Languages & Runtimes

Technology Version Role
Python 3.10+ Primary language for all pipelines, ETL, and ML code.
Async I/O asyncio Used in ETL pipelines, scheduler, and Prefect flows for non-blocking execution.

Data & Storage

Technology Role
Parquet Primary columnar format for intermediate and training data (via PyArrow).
CSV Export format for reports and compatibility; configurable encoding and separator.
Local filesystem Default storage for source_folder, output_folder, and artifacts.
Amazon S3 Optional storage via s3:// URIs or storage.type: s3 with bucket and prefix; requires s3fs.

ML & Numerical

Technology Role
LightGBM Training for binary (detection), multiclass (size/location), and regression (eak flow).
scikit-learn Splits, metrics, preprocessing (e.g. scaling), and utilities.
NumPy Array operations and numerical foundations.
Pandas DataFrames for ETL, features, and training data.
PyArrow Parquet read/write and efficient in-memory representation.
Optuna Hyperparameter optimization with configurable objectives and pruning.
PyWavelets Wavelet transforms for the features pipeline.
SciPy Scientific utilities used in feature extraction and signal processing.

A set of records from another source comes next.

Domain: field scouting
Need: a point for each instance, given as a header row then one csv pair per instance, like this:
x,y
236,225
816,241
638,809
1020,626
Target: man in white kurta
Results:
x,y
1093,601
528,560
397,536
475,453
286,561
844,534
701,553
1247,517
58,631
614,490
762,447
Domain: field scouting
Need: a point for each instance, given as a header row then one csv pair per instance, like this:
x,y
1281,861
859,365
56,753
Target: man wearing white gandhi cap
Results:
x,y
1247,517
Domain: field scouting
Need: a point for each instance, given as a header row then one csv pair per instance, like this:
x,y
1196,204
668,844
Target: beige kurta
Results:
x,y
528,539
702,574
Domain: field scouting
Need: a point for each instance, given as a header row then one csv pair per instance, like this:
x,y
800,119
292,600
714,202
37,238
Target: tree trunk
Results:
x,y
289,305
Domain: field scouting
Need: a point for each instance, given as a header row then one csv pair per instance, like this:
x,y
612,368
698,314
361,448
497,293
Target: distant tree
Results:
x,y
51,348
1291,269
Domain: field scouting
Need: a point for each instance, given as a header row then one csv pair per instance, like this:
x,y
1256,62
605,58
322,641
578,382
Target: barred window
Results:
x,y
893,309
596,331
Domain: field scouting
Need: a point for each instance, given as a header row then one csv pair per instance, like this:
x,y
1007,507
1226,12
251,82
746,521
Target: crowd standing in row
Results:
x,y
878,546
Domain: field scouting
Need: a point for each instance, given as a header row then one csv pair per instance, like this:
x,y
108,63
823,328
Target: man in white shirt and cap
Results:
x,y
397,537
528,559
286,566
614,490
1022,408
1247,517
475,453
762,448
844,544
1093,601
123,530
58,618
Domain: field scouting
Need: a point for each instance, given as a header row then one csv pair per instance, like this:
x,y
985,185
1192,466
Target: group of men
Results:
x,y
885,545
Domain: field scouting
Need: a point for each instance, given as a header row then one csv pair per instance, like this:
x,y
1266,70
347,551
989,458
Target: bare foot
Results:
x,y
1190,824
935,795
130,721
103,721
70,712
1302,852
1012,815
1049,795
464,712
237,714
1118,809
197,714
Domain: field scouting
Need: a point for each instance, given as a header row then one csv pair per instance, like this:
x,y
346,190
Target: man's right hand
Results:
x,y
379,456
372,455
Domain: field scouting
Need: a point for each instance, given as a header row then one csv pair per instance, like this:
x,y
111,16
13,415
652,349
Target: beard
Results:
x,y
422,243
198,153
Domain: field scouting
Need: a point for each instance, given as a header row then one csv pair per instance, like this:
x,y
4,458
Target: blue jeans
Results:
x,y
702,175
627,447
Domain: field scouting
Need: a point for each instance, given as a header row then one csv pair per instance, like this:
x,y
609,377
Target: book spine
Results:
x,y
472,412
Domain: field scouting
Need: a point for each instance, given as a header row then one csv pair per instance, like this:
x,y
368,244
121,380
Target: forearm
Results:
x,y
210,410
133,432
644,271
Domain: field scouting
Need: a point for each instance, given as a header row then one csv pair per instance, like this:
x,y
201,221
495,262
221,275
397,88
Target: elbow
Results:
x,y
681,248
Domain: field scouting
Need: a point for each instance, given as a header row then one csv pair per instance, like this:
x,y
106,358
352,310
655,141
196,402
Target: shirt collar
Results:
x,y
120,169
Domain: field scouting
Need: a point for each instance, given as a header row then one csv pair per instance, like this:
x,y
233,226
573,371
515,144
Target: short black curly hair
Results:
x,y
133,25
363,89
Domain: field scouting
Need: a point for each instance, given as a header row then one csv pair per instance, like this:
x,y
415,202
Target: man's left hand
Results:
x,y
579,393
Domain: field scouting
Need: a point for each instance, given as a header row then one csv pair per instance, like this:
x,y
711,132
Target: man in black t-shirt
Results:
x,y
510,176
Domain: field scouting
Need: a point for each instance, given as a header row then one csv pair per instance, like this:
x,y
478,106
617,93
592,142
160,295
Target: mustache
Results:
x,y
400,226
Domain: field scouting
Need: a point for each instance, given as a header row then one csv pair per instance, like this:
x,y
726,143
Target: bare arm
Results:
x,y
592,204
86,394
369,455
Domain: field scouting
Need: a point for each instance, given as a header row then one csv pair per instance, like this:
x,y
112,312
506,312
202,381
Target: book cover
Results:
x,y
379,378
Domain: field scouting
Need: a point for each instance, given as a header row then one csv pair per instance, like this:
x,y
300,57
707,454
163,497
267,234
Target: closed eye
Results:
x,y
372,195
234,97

Orchestration & Scheduling

Technology Role
APScheduler In-process scheduler for interval, cron, and daily runs (etl_scheduler.py).
Prefect 3 Flow orchestration, deployments, and observability for production.
Docker Optional: run Prefect server, worker, and PostgreSQL via docker-compose.prefect.yml.

Configuration & Tooling

Technology Role
YAML Main format for pipelines_config.yml, ETL scheduler config, and Prefect.
JSON Schemas, metadata, and some config overrides.
PyYAML Loading and parsing of YAML configuration files.

Development & Quality

Technology Role
pytest Unit and integration tests.
Black Code formatting.
isort Import sorting.
flake8 / mypy Linting and optional type checking.
pre-commit Git hooks for format and lint.

Optional Extras

  • s3fs — S3 support; install with pip install .[s3].
  • Jupyter / JupyterLab — Optional for notebooks; install with pip install .[jupyter].
  • MkDocs + Material — Documentation build; install with pip install .[docs].